Default implementation for Object.GetHashCode()
Asked Answered
S

7

198

How does the default implementation for GetHashCode() work? And does it handle structures, classes, arrays, etc. efficiently and well enough?

I am trying to decide in what cases I should pack my own and in what cases I can safely rely on the default implementation to do well.

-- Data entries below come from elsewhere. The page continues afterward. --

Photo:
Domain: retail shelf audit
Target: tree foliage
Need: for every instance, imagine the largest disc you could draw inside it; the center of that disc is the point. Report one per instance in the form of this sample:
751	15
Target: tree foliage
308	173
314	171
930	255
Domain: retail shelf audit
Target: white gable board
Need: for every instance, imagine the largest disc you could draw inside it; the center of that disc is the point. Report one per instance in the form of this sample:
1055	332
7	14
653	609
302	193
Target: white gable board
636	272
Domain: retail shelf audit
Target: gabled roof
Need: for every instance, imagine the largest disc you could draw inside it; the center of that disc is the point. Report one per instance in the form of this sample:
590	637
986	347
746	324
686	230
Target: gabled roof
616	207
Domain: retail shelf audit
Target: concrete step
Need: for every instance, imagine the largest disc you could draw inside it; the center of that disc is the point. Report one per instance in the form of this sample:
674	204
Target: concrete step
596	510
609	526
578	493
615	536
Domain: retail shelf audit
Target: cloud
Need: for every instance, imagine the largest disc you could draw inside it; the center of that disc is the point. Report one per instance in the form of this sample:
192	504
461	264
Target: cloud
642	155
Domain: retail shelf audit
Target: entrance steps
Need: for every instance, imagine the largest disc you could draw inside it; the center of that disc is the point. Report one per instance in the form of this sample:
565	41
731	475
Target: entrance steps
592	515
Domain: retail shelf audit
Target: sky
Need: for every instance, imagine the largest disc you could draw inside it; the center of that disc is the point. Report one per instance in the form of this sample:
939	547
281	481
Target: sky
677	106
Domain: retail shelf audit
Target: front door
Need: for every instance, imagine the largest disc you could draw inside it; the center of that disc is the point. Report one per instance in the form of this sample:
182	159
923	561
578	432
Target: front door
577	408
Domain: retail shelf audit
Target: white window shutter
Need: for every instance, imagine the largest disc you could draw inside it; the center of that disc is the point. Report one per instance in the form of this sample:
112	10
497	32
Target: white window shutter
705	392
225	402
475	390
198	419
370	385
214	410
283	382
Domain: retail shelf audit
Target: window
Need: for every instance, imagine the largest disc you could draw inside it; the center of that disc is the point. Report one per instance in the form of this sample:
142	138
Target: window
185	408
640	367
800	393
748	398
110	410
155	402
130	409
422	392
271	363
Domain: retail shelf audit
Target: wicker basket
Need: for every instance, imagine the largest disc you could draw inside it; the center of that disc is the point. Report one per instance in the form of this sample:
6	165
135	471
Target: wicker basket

I don't want to reinvent the wheel, if at all possible.

Subjectivism answered 6/4, 2009 at 3:25 Comment(5)
Have a look at the comment I left on the article: https://mcmap.net/q/49271/-gethashcode-extension-methodShaum
See also https://mcmap.net/q/49272/-object-gethashcodeColier
Aside: you can obtain the default hashcode (even when GetHashCode() has been overridden) by using System.Runtime.CompilerServices.RuntimeHelpers.GetHashCode(obj)Burch
@MarcGravell thank you for contributing this, I was searching for exactly this answer.Tranche
@MarcGravell But how would I do this with other method?Conation
G
94
namespace System {
    public class Object {
        [MethodImpl(MethodImplOptions.InternalCall)]
        internal static extern int InternalGetHashCode(object obj);

        public virtual int GetHashCode() {
            return InternalGetHashCode(this);
        }
    }
}

InternalGetHashCode is mapped to an ObjectNative::GetHashCode function in the CLR, which looks like this:

FCIMPL1(INT32, ObjectNative::GetHashCode, Object* obj) {  
    CONTRACTL  
    {  
        THROWS;  
        DISABLED(GC_NOTRIGGER);  
        INJECT_FAULT(FCThrow(kOutOfMemoryException););  
        MODE_COOPERATIVE;  
        SO_TOLERANT;  
    }  
    CONTRACTL_END;  

    VALIDATEOBJECTREF(obj);  

    DWORD idx = 0;  

    if (obj == 0)  
        return 0;  

    OBJECTREF objRef(obj);  

    HELPER_METHOD_FRAME_BEGIN_RET_1(objRef);        // Set up a frame  

    idx = GetHashCodeEx(OBJECTREFToObject(objRef));  

    HELPER_METHOD_FRAME_END();  

    return idx;  
}  
FCIMPLEND

The full implementation of GetHashCodeEx is fairly large, so it's easier to just link to the C++ source code.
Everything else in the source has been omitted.